Para un lector moderno (y, probablemente, para las mujeres de todas las épocas), el comportamiento de Kierkegaard hacia Regine Olsen -primero romper el compromiso, luego escribir sobre ello, y después seguir reclamando su atención y emitir juicios sobre su vida- se registrará como hipócrita, odioso, espeluznante y demasiado familiar. Habría estado bien que se reconociera más esto, o que se tratara en otros términos que los propios de Kierkegaard, que son tan irremediablemente enrevesados como interesados. Una biografía verdaderamente kierkegaardiana habría encontrado la manera de dar voz a Regine. Además, habría empleado más enfoques formales propios de Kierkegaard: autores seudónimos que poseen psicologías plausibles en abierto conflicto entre sí; ensayos y ficciones presentados como textos encontrados; capas de diégesis y vórtices de ironía socrática. Tal vez una biografía verdaderamente kierkegaardiana de Kierkegaard sólo podría ser una novela.

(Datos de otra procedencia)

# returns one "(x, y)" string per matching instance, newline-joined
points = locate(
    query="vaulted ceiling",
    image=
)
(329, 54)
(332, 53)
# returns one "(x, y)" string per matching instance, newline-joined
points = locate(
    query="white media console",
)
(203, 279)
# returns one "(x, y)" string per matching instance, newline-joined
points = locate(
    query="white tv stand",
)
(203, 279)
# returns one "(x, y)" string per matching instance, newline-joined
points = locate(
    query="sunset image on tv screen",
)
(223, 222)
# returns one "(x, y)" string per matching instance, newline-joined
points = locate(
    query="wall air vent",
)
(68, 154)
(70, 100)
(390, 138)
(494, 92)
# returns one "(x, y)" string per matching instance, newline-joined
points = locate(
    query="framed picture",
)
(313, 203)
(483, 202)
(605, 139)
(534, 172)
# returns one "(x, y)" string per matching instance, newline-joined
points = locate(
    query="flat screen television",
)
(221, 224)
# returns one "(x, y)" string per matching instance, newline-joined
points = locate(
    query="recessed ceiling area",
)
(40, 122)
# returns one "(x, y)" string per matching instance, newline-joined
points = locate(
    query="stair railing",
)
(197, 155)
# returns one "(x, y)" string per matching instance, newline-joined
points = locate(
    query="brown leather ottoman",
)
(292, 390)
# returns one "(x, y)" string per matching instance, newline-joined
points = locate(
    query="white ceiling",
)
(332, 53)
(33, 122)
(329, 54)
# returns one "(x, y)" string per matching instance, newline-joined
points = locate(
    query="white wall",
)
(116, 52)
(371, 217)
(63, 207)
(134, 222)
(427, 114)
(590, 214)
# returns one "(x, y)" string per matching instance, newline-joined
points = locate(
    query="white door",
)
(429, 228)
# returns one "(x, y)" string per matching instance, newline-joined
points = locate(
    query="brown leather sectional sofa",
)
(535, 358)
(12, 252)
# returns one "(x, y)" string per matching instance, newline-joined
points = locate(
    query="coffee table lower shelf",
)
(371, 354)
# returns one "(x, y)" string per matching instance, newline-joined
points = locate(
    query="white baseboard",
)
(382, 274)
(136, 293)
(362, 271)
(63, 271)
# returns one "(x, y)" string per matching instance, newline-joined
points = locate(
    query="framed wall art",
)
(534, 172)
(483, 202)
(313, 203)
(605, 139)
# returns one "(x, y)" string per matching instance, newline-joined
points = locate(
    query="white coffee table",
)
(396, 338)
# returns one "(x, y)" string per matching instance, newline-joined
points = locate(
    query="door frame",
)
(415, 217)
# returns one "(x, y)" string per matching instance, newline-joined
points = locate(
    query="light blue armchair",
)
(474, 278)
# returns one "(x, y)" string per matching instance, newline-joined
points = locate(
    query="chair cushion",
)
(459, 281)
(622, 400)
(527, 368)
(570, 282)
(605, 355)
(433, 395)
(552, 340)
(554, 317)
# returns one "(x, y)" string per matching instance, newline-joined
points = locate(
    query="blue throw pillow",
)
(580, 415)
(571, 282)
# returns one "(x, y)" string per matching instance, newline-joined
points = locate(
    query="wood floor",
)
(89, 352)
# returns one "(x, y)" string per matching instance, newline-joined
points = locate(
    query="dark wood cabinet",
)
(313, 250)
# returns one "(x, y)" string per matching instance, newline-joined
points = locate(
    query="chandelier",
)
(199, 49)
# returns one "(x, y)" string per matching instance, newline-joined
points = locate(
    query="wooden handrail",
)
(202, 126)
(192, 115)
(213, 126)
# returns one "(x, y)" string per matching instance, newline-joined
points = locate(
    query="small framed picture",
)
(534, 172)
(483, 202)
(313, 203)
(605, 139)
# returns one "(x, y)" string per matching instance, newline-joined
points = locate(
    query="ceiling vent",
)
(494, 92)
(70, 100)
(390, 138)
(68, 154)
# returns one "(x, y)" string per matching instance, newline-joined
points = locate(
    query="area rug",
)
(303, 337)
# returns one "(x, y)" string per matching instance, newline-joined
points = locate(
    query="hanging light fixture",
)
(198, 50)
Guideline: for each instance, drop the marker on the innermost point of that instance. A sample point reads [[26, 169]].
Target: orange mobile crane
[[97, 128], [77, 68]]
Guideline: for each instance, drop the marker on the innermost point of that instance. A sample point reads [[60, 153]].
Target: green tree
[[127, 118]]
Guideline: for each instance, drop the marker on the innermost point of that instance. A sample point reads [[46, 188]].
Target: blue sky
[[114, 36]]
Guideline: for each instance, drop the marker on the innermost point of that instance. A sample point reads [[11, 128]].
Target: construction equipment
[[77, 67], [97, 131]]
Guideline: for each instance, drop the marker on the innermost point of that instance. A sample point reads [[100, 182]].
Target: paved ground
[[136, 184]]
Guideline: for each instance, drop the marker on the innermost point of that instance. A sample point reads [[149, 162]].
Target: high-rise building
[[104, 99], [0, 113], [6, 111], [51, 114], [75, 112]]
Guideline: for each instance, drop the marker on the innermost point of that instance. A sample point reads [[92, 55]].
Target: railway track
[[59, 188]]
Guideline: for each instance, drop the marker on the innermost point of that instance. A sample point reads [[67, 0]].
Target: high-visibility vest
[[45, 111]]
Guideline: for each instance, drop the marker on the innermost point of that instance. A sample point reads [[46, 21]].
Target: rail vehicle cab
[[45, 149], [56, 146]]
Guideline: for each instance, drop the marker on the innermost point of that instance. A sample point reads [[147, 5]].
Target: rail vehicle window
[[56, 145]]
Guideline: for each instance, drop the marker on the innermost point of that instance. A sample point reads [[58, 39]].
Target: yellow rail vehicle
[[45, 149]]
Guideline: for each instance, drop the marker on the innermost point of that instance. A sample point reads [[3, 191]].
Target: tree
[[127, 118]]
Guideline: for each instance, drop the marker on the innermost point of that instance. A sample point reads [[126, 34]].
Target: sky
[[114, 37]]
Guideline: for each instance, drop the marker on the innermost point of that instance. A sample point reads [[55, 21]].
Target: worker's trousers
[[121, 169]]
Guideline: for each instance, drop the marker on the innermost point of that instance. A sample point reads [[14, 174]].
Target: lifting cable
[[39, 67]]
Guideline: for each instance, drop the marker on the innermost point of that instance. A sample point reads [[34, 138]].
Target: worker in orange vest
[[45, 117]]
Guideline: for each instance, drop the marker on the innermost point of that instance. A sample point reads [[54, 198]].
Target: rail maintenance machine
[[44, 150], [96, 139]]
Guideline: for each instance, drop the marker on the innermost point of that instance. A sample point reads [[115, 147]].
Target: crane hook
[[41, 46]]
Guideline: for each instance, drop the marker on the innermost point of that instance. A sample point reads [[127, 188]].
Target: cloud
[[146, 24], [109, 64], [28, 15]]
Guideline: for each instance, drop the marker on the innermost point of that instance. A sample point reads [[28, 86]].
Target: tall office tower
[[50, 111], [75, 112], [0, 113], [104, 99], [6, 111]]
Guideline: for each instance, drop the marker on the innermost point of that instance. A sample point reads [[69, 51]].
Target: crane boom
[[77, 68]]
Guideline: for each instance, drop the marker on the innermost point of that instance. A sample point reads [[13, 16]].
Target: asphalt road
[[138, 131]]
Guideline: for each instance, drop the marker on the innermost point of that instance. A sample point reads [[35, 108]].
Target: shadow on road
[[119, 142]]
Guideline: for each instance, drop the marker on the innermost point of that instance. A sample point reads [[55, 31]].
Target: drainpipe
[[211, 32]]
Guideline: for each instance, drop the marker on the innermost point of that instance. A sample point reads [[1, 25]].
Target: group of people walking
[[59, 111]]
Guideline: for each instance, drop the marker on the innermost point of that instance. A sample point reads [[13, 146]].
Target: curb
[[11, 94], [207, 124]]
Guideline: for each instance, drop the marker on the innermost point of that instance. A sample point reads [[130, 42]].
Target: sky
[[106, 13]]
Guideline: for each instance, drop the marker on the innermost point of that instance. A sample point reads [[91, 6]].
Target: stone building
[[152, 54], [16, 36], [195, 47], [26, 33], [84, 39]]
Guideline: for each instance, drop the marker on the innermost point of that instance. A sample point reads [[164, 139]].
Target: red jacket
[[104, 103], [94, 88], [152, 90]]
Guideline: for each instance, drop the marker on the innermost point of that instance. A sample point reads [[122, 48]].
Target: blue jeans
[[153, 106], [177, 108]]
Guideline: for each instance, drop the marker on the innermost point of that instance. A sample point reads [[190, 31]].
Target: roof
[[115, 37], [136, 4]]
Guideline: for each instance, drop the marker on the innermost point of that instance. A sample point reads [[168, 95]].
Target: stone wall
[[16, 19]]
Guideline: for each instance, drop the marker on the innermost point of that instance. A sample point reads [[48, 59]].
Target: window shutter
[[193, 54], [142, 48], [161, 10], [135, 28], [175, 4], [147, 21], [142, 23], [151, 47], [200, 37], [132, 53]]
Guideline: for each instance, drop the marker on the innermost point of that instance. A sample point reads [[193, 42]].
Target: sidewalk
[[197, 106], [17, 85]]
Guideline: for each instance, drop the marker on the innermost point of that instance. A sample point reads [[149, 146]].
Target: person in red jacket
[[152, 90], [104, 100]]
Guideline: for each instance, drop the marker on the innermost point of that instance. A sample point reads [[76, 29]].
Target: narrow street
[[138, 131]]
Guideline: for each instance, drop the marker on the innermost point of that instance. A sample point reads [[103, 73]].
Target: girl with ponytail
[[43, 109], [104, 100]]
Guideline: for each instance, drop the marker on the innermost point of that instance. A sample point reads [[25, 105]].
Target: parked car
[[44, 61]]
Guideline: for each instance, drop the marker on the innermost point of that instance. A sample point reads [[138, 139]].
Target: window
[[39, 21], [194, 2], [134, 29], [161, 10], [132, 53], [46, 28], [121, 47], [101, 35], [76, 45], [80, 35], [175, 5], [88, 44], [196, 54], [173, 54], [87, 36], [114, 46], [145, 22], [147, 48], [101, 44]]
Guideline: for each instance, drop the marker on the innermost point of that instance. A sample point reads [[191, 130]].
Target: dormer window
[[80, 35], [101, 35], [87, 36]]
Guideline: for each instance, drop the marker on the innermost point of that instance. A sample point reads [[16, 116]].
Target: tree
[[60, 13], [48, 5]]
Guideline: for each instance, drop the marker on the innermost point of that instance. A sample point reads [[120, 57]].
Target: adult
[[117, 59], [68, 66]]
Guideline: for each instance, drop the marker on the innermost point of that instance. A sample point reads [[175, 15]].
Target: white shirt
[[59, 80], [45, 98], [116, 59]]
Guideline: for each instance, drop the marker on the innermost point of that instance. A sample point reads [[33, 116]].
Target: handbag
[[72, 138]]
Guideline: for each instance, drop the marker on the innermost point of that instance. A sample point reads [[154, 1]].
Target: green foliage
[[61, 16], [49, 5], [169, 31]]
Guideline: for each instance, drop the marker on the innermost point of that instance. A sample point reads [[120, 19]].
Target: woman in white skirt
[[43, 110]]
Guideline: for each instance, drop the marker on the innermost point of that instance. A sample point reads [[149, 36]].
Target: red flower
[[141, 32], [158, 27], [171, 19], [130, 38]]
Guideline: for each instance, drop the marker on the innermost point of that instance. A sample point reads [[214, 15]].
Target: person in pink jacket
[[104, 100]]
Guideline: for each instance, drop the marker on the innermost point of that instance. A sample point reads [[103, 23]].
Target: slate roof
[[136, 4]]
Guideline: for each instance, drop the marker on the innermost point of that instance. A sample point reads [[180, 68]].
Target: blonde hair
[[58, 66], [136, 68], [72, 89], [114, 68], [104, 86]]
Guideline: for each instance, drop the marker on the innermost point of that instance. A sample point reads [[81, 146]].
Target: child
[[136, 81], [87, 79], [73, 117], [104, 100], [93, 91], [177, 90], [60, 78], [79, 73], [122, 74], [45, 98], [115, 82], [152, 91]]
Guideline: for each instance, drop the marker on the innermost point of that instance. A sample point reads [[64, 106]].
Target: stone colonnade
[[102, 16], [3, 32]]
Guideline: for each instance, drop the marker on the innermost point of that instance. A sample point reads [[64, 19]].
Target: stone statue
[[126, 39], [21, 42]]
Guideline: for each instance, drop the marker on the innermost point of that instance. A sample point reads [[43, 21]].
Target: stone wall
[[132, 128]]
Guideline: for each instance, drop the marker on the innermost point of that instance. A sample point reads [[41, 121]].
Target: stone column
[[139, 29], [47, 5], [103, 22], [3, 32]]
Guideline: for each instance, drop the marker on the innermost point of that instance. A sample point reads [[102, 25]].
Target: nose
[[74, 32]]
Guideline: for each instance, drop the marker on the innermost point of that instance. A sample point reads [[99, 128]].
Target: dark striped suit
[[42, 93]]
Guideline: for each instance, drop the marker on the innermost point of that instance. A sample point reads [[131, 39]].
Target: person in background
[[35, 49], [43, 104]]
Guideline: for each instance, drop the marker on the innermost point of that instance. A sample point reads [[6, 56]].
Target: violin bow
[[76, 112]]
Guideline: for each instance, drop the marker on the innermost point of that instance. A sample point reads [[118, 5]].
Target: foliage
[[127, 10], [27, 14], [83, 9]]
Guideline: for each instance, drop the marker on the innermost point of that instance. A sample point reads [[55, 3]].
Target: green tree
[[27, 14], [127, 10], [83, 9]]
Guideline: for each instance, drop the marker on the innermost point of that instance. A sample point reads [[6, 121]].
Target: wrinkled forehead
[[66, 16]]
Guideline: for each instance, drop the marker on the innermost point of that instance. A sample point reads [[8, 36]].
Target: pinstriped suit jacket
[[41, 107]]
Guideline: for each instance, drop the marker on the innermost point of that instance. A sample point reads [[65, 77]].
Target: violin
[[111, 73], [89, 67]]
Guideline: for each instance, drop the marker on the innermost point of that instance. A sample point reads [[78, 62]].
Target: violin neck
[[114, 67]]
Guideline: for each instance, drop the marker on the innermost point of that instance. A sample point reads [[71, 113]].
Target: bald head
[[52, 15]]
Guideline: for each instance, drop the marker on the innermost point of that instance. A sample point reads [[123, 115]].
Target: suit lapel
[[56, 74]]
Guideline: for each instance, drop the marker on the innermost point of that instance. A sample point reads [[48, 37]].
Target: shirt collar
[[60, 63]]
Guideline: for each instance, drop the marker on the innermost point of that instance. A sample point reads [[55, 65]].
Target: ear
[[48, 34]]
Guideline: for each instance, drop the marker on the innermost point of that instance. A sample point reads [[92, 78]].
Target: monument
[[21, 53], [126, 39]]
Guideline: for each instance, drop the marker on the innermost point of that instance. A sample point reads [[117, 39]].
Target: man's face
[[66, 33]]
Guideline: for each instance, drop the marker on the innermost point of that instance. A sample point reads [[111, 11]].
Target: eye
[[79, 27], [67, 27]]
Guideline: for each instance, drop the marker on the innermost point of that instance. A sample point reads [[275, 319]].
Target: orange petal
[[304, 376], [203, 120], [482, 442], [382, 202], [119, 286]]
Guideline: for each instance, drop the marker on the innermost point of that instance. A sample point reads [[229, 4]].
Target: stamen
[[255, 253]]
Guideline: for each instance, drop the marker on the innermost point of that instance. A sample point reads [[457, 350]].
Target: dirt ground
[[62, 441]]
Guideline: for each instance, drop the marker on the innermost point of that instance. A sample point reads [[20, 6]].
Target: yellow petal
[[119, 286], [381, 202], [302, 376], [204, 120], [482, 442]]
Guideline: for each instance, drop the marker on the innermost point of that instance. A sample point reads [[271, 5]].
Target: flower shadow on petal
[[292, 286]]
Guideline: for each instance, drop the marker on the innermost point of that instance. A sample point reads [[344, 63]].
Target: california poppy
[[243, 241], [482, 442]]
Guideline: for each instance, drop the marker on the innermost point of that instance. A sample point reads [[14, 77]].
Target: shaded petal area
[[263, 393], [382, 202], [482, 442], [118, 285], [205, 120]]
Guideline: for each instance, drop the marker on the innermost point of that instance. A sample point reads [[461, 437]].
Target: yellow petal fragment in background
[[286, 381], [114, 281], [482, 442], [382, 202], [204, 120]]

Lo que me recuerda que casi me olvido de mencionar la fuente del tonto título de este admirable libro. Se trata de un comentario improvisado de Fredrika Bremer, una escritora de sociedad sueca que visitó Copenhague en 1849 para informar sobre la cultura danesa. Kierkegaard se negó a reunirse con ella, pero oyó hablar mucho de él, sobre todo que su obra era popular entre las mujeres. Esto era así, según su teoría, porque filosofaba desde el corazón, y a las mujeres siempre les entusiasma encontrar a un hombre que esté en contacto con sus sentimientos.
Justin Taylor es el autor de las memorias Running with the Ghost, que serán publicadas por Random House en julio.